6 右のとおり、原告が、船員保険法の規定によつて直接遺族一時金請求権を取得したとする理由は、次のとおりである。
すなわち、同法は、同法による療養給付等の給付や、支給金の支給をするについて、同法に定める要件を充足するほかに、厚生省や社会保険庁長官等の行政官庁によつて受給権の裁定をすることを要する趣旨の明文の規定を置いていない。したがつて、同法に基づく給付請求については、給付権者は、社会保険庁長官等による裁定を経ることなく、法定の要件が充足されれば、直接国に対し、同法上の給付金の支払いを請求できると解するのが相当である。
厚生省設置法(昭和五八年法律第七八号による改正前、以下同じ。)五条六二号には、社会保険庁長官の権限として、「政府の管掌する健康保険又は日雇労働者健康保険、厚生年金保険若しくは船員保険の保険給付を受ける権利を裁定し、保険給付の決定を行ない、及び保険料を徴収すること」との定めがある。

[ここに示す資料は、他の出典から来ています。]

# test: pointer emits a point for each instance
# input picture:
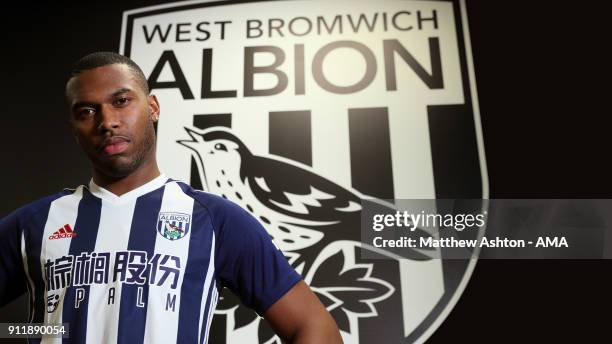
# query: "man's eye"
(121, 101)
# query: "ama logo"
(299, 110)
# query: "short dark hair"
(104, 58)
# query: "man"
(135, 256)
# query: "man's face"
(112, 119)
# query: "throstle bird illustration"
(301, 210)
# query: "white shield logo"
(297, 110)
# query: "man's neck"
(122, 185)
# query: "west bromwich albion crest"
(173, 226)
(297, 110)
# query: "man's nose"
(109, 119)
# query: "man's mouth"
(115, 145)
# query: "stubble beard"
(144, 150)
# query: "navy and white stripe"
(168, 288)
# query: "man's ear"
(153, 108)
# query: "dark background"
(542, 88)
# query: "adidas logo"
(64, 232)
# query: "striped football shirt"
(143, 267)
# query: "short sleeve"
(249, 263)
(12, 275)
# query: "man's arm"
(299, 317)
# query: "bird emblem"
(302, 211)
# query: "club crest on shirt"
(173, 226)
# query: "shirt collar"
(106, 195)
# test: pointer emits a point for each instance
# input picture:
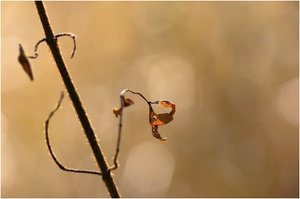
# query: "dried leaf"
(25, 63)
(124, 103)
(117, 111)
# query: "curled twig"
(56, 36)
(50, 148)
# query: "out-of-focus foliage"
(230, 67)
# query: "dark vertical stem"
(51, 41)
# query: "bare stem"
(82, 115)
(50, 148)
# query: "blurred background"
(230, 67)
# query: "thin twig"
(70, 35)
(50, 148)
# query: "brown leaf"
(124, 103)
(25, 63)
(117, 112)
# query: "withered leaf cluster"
(155, 119)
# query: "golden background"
(230, 67)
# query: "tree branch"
(99, 156)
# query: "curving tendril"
(50, 148)
(155, 120)
(23, 58)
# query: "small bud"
(25, 63)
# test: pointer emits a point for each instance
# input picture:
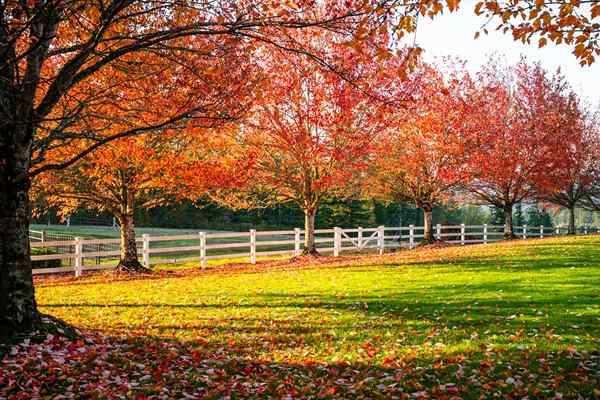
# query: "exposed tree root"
(132, 267)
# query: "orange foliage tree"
(311, 134)
(420, 157)
(522, 118)
(136, 173)
(573, 23)
(67, 69)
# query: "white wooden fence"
(204, 246)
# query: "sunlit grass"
(508, 299)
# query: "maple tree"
(52, 55)
(575, 23)
(419, 159)
(517, 134)
(573, 184)
(312, 133)
(136, 173)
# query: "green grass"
(472, 316)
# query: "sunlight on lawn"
(480, 318)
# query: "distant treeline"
(334, 212)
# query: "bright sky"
(452, 34)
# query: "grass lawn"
(507, 320)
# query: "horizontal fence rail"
(73, 254)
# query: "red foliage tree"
(312, 132)
(66, 68)
(420, 157)
(573, 184)
(521, 121)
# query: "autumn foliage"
(312, 131)
(420, 157)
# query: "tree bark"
(310, 247)
(128, 261)
(509, 232)
(428, 226)
(18, 310)
(572, 221)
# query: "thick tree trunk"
(129, 258)
(18, 311)
(428, 237)
(310, 247)
(509, 232)
(572, 221)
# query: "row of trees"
(506, 135)
(78, 75)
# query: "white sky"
(452, 34)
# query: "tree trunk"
(572, 221)
(18, 310)
(509, 232)
(310, 247)
(129, 258)
(428, 237)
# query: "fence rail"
(203, 246)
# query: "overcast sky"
(452, 35)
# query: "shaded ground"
(497, 321)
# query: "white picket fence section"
(204, 246)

しかしながら、この規定は、社会保険庁長官に裁定の一般的権限を認めたにとどまるのであつて、同庁長官が、具体的な場合に裁定権限を有するか否かは、各個の根拠法規においてこれが設定されているか否かにかかわるものというべきである。
なお、厚生年金保険法については、三三条に、明文で社会保険庁長官の裁定権限が認められているところ、右規定は、昭和二九年の同法全文改定により新設されたものであつて、それ以前には右のような明文の規定はなかつたのであるから、当時は、同法上の給付請求も、行政庁の裁定を経ることなく、直接国に対しすることが許されたというべきである(当時の厚生省設置法においては、保険給付を受ける権利の裁定について現在のような定めを置いていなかつた。)。したがつて、厚生年金保険法上の給付請求については、社会保険庁長官の裁定が必要であるからといつて、船員保険法上の給付請求に裁定が必要であるということにはならないのである。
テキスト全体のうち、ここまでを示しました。